Try this! Solve and graph the solution set: $- 3 \leq - 3 (2 x - 3) < 15 .$

Answer: $(- 1, 2]$ ;

(click to see video)

For compound inequalities with the word “or” you work both inequalities separately and then consider the union of the solution sets. Values in this union solve either inequality.

Example 8

Solve and graph the solution set: $\begin{matrix} 4 x + 5 \leq - 15 & or & 6 x - 11 > 7 \end{matrix} .$

Solution:

Solve each inequality and form the union by combining the solution sets.

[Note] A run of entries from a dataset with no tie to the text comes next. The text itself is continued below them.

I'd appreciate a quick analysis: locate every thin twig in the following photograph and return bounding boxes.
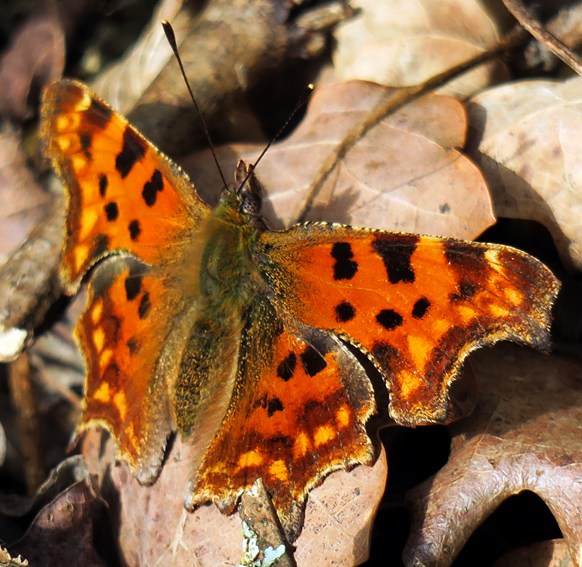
[503,0,582,76]
[8,353,44,495]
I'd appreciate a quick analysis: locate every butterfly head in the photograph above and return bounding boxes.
[217,160,267,232]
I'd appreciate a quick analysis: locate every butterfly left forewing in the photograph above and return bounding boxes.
[256,223,560,425]
[187,296,375,542]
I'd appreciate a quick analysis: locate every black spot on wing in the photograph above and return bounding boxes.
[80,134,91,158]
[127,337,140,355]
[267,435,293,449]
[376,309,403,330]
[138,292,151,319]
[124,275,142,301]
[412,297,431,319]
[86,99,112,130]
[331,242,358,280]
[277,352,296,382]
[450,281,477,302]
[128,220,141,241]
[104,202,119,222]
[335,301,355,322]
[300,346,327,377]
[102,362,120,382]
[93,233,110,258]
[267,397,284,417]
[370,342,400,375]
[98,174,108,197]
[142,169,164,207]
[115,126,146,178]
[372,235,418,284]
[102,315,121,346]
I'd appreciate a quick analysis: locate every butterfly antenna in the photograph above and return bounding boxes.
[240,84,314,189]
[162,20,229,190]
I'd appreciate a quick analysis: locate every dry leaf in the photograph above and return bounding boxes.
[0,12,64,121]
[0,456,88,518]
[27,293,85,408]
[0,126,61,361]
[0,544,28,567]
[0,0,108,122]
[0,127,52,265]
[404,344,582,567]
[90,0,188,113]
[9,480,104,567]
[0,197,63,362]
[95,0,350,157]
[467,74,582,271]
[182,80,495,237]
[81,431,387,567]
[493,539,577,567]
[332,0,512,98]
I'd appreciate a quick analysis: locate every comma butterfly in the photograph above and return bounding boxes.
[40,79,560,541]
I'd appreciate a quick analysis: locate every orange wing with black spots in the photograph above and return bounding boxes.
[256,222,560,425]
[187,296,375,542]
[74,257,190,481]
[41,79,211,288]
[40,80,209,481]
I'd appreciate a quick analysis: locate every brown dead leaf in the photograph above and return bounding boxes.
[467,74,582,271]
[0,126,61,361]
[182,80,495,237]
[81,430,386,567]
[90,0,188,114]
[332,0,512,98]
[404,344,582,567]
[0,126,52,265]
[294,447,387,566]
[0,455,88,518]
[0,0,105,122]
[0,12,64,121]
[0,544,28,567]
[493,539,576,567]
[95,0,350,157]
[9,479,105,567]
[0,196,63,362]
[27,293,85,409]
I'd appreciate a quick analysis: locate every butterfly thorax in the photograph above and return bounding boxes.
[197,167,267,314]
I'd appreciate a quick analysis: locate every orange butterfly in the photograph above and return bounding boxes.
[40,79,559,541]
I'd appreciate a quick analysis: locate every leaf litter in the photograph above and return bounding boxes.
[0,0,581,566]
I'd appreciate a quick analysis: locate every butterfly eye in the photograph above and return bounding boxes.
[239,188,261,217]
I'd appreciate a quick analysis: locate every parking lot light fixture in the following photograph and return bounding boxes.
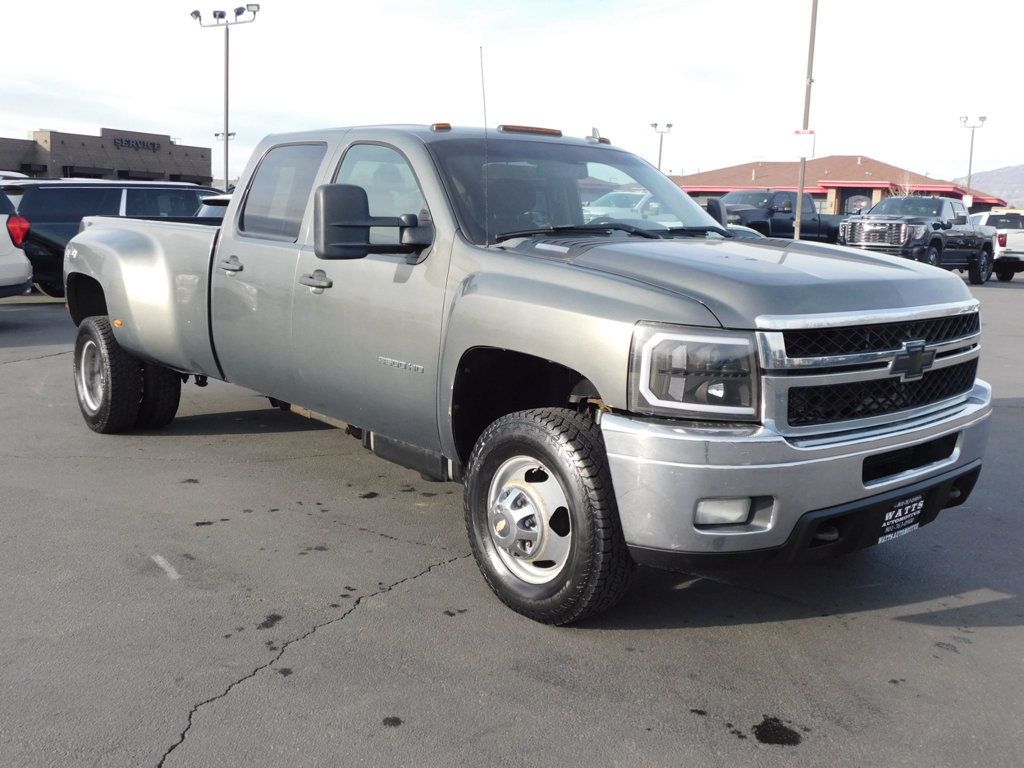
[190,5,260,191]
[959,115,987,194]
[651,122,672,172]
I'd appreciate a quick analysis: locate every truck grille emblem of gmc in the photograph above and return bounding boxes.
[377,356,425,374]
[889,340,936,382]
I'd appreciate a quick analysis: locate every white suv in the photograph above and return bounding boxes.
[969,208,1024,282]
[0,192,32,299]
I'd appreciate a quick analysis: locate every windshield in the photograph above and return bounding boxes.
[868,197,943,217]
[720,191,773,208]
[428,138,720,244]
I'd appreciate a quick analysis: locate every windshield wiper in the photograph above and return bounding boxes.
[494,223,664,243]
[663,225,731,238]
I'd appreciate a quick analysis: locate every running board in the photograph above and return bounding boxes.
[289,404,452,482]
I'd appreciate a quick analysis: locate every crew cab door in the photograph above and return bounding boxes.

$\begin{matrix} 4 x + 5 & \leq & - 15 \\ 4 x & \leq & - 20 \\ x & \leq & - 5 \end{matrix}$

$\begin{matrix} 6 x - 11 & > & 7 \\ 6 x & > & 18 \\ x & > & 3 \end{matrix}$

Answer: Interval notation $(- \infty, - 5] \cup (3, \infty)$

Try this! Solve and graph the solution set: $5 (x - 3) < - 20 o r 2 (5 - 3 x) < 1 .$

Answer: $(- \infty, - 1) \cup (\frac{3}{2}, \infty)$ ;

(click to see video)

Applications of Linear Inequalities

Some of the key words and phrases that indicate inequalities are summarized below:

Key Phrases	Translation
A number is at least 5.	$x \geq 5$
A number is 5 or more inclusive.	$x \geq 5$
A number is at most 3.	$x \leq 3$
A number is 3 or less inclusive.	$x \leq 3$
A number is strictly less than 4.	$x < 4$
A number is less than 4, noninclusive.	$x < 4$
A number is greater than 7.	$x > 7$
A number is more than 7, noninclusive.	$x > 7$
A number is in between 2 and 10.	$2 < x < 10$
A number is at least 5 and at most 15.	$5 \leq x \leq 15$
A number may range from 5 to 15.	$5 \leq x \leq 15$

As with all applications, carefully read the problem several times and look for key words and phrases. Identify the unknowns and assign variables. Next, translate the wording into a mathematical inequality. Finally, use the properties you have learned to solve the inequality and express the solution graphically or in interval notation.

Example 9

Seven less than 3 times the sum of a number and 5 is at most 11. Find all numbers that satisfy this condition.

Solution:

First, choose a variable for the unknown number and identify the key words and phrases.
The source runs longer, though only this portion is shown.